Non pas que cela signifie qu'il ne veut pas choisir, disons plutôt qu'il ne veut pas figer une situation. Car de tout objet qu'il a créé, une lente germination peut amener autre chose, de non encore défini. « Souvent, un détail d'une de mes sculptures, un galbe, un contraste me séduit et devient le germe d'une nouvelle sculpture ». Il poursuit, autre part. « Je simplifiais ces formes et unissais leur essence dans des ovales mouvants, symboles de la métamorphose et du devenir des corps ».
Un dernier aspect de l'oeuvre de Jean Hans Arp concerne le multilinguisme. On sait que, depuis tout jeune, et dans sa vie familiale, il a toujours été trilingue, en français, allemand et alsacien, avec en plus une pratique courante des langages plastiques et poétiques. Il est donc constamment confronté à des problèmes de traduction, avec ce que cela comporte comme contrainte sur la lisibilité et le message de l'oeuvre traduite par rapport à l'original. Il y a de plus, une réflexion qui s'est faite sur ce problème de la traduction. Hans Arp procède par distanciation, usant souvent de l'humour, voire de l'ironie, utilisant des associations incongrues de mots et l'effacement de l'auteur-artiste au profit de la matière, qu'elle soit verbale ou plastique. Ceci conformément aux principes Dada. Il faut retenir que Dada est aussi un mouvement d'idées. On le connaît bien pour son côté iconoclaste, son mode subversif, c'est à dire pour son entreprise de destruction. Dada prône en effet une résistance intellectuelle contre la guerre, le conservatisme politique et globalement ce que maintenant on appelle la société de consommation. On connaît moins le côté constructif ou « côté lumineux » comme le défini et le prône Kurt Schwitters (1887-1948), désignant ainsi le combat Dada pour l'art sous l'influence du mouvement « Merz », troncature involontaire du mot « Kommerz ». Il propose notamment des techniques de collage par fusion.

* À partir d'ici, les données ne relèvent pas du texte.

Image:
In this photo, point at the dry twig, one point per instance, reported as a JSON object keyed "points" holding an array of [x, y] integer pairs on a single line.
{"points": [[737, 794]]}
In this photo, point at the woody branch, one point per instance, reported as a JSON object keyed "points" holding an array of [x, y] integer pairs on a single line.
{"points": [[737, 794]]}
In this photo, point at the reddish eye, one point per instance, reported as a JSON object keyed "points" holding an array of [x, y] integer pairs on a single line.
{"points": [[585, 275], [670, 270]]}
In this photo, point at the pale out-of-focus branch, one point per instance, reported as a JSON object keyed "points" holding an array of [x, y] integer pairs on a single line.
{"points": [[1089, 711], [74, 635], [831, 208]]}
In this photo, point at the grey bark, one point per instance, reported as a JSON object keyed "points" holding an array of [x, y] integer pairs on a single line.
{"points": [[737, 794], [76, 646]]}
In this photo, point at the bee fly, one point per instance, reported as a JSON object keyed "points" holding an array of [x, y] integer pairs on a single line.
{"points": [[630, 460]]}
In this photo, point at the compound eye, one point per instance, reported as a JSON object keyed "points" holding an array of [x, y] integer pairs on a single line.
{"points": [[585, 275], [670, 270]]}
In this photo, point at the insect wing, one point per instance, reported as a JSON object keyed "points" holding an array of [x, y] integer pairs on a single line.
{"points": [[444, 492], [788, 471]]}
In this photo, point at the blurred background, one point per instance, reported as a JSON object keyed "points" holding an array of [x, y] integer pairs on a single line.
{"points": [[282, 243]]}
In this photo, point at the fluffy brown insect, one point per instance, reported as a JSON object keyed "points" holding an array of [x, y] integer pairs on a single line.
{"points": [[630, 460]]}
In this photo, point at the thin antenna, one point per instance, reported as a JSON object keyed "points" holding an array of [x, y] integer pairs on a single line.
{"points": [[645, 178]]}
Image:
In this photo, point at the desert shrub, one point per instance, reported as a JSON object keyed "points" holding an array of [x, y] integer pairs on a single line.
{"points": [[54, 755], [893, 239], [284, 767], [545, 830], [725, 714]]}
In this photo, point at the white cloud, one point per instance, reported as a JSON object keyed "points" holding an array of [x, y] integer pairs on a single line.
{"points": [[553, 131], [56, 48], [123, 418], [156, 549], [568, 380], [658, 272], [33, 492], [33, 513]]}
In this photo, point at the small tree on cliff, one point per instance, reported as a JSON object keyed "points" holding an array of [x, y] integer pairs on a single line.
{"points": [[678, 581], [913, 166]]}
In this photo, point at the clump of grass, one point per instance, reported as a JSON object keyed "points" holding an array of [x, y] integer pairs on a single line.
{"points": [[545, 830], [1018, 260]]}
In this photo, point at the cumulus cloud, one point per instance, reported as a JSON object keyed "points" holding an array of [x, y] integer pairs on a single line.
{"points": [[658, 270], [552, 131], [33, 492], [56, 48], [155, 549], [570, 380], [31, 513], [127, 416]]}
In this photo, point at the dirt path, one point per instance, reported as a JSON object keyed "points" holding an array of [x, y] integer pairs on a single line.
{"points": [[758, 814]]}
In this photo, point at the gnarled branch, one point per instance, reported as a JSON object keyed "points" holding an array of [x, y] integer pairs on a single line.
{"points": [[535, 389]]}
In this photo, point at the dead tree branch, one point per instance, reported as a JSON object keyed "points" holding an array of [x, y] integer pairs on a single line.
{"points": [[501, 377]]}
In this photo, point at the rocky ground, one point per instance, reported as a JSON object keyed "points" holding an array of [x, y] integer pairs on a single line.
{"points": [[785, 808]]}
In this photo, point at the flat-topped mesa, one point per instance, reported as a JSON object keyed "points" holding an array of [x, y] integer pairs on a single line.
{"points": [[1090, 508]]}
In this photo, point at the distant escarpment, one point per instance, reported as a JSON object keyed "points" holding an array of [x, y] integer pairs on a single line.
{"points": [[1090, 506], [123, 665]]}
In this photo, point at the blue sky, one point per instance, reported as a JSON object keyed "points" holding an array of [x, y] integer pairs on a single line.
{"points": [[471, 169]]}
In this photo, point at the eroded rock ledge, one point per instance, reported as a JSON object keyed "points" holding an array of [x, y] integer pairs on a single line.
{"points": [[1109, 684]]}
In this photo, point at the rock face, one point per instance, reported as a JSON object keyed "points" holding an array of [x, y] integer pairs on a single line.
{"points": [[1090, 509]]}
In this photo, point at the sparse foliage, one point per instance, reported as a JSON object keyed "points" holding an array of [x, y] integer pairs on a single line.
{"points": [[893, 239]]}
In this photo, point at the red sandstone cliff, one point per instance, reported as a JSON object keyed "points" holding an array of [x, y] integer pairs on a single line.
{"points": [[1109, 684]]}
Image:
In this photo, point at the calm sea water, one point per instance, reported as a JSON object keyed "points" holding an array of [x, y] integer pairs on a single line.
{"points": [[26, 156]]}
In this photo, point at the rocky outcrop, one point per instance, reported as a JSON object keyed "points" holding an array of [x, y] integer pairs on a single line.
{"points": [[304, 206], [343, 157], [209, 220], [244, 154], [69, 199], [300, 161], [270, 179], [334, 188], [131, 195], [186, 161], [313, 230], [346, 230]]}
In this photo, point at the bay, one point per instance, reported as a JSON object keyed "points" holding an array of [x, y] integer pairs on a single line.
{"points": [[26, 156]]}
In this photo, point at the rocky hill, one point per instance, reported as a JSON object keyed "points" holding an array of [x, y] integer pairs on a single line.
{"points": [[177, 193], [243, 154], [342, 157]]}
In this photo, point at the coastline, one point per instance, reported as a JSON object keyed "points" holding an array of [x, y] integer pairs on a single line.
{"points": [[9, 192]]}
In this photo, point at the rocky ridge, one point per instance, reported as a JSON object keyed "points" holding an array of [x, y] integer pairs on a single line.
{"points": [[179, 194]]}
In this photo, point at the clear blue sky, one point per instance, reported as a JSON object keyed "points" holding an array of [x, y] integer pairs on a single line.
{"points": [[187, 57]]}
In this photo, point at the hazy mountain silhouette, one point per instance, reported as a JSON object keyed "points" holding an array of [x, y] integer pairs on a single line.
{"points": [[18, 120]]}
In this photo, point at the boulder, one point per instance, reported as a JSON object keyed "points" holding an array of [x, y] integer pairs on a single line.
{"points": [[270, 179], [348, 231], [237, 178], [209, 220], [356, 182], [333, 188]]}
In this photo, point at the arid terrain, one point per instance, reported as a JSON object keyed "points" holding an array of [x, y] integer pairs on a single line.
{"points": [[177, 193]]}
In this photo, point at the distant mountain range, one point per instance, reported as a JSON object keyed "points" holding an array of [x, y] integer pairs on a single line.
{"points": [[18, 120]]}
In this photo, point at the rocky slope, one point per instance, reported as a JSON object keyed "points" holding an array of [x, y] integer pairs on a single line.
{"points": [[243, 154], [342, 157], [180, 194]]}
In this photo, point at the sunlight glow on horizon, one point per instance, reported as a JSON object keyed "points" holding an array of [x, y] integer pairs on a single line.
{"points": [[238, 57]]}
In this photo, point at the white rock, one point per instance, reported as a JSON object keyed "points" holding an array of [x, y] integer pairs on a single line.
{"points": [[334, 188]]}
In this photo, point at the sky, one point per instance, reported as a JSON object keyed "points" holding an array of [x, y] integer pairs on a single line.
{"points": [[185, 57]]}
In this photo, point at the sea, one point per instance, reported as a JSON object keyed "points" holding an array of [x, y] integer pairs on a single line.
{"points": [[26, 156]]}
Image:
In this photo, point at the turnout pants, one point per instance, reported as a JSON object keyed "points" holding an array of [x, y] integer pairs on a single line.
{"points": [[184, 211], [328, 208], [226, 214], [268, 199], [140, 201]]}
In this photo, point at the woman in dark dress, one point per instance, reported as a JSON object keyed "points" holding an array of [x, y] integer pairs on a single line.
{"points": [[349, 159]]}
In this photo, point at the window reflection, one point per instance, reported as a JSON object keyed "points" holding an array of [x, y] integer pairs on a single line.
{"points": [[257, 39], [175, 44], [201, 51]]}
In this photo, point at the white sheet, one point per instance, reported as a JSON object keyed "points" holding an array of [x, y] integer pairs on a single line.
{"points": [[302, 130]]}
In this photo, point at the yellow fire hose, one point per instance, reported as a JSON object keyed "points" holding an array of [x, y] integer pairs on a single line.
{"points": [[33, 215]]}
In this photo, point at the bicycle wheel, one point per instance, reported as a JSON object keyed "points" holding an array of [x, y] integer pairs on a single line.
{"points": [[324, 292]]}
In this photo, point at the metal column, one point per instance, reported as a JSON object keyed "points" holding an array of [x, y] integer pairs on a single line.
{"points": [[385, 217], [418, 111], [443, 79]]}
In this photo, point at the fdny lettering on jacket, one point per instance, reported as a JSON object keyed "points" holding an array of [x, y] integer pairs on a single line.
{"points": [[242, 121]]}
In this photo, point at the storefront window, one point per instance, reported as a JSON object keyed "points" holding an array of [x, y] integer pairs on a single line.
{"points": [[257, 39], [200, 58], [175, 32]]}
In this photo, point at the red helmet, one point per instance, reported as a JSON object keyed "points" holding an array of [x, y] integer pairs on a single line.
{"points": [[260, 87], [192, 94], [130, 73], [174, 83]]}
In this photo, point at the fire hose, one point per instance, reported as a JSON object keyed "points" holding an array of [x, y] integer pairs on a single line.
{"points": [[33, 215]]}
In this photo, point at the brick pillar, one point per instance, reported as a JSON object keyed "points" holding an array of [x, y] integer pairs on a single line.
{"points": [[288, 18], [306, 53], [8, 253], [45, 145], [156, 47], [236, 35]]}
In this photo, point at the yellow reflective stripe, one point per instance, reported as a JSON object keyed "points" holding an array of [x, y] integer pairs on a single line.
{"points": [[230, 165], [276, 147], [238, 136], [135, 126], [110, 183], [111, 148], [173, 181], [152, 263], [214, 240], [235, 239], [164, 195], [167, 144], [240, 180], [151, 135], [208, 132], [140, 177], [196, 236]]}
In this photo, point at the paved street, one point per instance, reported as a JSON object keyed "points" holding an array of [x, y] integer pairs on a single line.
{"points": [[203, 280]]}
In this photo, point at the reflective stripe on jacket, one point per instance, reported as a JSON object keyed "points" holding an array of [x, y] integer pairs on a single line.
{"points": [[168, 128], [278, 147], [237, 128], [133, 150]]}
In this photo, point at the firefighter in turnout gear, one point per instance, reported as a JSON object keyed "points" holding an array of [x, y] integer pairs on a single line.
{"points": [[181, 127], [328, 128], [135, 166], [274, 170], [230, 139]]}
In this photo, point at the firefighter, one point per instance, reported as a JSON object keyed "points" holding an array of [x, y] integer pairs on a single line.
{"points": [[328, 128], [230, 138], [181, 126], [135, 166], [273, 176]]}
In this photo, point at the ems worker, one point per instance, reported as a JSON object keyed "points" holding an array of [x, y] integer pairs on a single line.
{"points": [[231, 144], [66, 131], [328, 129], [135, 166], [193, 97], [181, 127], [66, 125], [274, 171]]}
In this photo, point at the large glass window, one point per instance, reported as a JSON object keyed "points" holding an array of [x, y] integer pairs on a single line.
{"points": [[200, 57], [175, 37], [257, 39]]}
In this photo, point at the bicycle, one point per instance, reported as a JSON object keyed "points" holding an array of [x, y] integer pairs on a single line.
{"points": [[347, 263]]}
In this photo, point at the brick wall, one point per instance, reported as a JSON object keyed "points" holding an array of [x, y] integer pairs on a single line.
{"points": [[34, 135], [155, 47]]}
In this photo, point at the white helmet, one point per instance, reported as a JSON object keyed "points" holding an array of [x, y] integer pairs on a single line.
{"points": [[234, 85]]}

Ces traductions se heurtent bien entendu à tous les problèmes de ghangement de langue, surtout si l'original est basé sur des jeux de mots, des assonances ou des modifications grammaticales. Par exemple, et pour ne citer que celui-ci « le papillon empaillé / devient un papapillon empapaillé / le papapillon empapaillé / devient un grandpapapillon grandempapaillé » est formé sur une répétition de syllabes, que ce soit sur les mots « papillon » ou « empaillé ». Dans une quelconque traduction l'ajout d'un « pa » ou d'un « grandpa » ne permet pas de garder à la fois le mot nouveau et l'allitération.
C'est ce caractère, inhérent aux langues, qui induit souvent un caractère négatif à la préservation d'un dialecte local. Là encore, le fait que Hans Arp soit né à Strasbourg joue en sa défaveur. Il parlait couramment le dialecte alsacien avec ses amis. Mais réciproquement, d'autres amis, non dialectophones, pouvaient croire, comme cela est souvent le cas que ces dialogues étaient effectués exprès pour leur « cacher » quelque chose, qu'ils n'avaient pas à connaître. Ce qui est totalement erroné. Les conversations de personnes bi ou multilingues s'effectuent dans toutes ces composantes et l'on passe d'un idiome à l'autre, si le mot ne vient pas ou si le mot à une signification bien précise dans une langue. Lire à ce sujet l'excellent livre de Albert Costa « le Cerveau Bilingue » (2022, Odile Jacob, 216 p.), traduit de l'original espagnol « El cerebro bilingüe. La neurociencia del lenguaje ». L'auteur, neuropsychologue et linguiste, expose le cas de son fils Alex, né à Boston d'une mère anglophone et d'un père hispanisant, en plus du catalan. Albert Costa cite la célèbre phrase de JW Goethe « Wer fremde Sprachen nicht kennt, weiss nichts von seiner eigenen », soit « Qui ne connaît pas les langues étrangères ignore véritablement sa propre langue »
En effet, lorsque l'on traduit un sens donné d'une langue à une autre, on se heurte aussitôt à la relativité de chaque langue. Cette relativité provient de ce que les mots et leur sens définissent à chaque fois un rapport particulier. Ce rapport ne se laisse pas transporter aisément. Lors de la traduction, il change de contenu lors du passage vers une nouvelle forme linguistique. Cependant, la traduction peut aussi ouvrir de nouvelles perspectives surprenantes par rapport à l'original. Il est donc impossible par principe de déterminer ou de représenter un état de choses dans une langue donnée.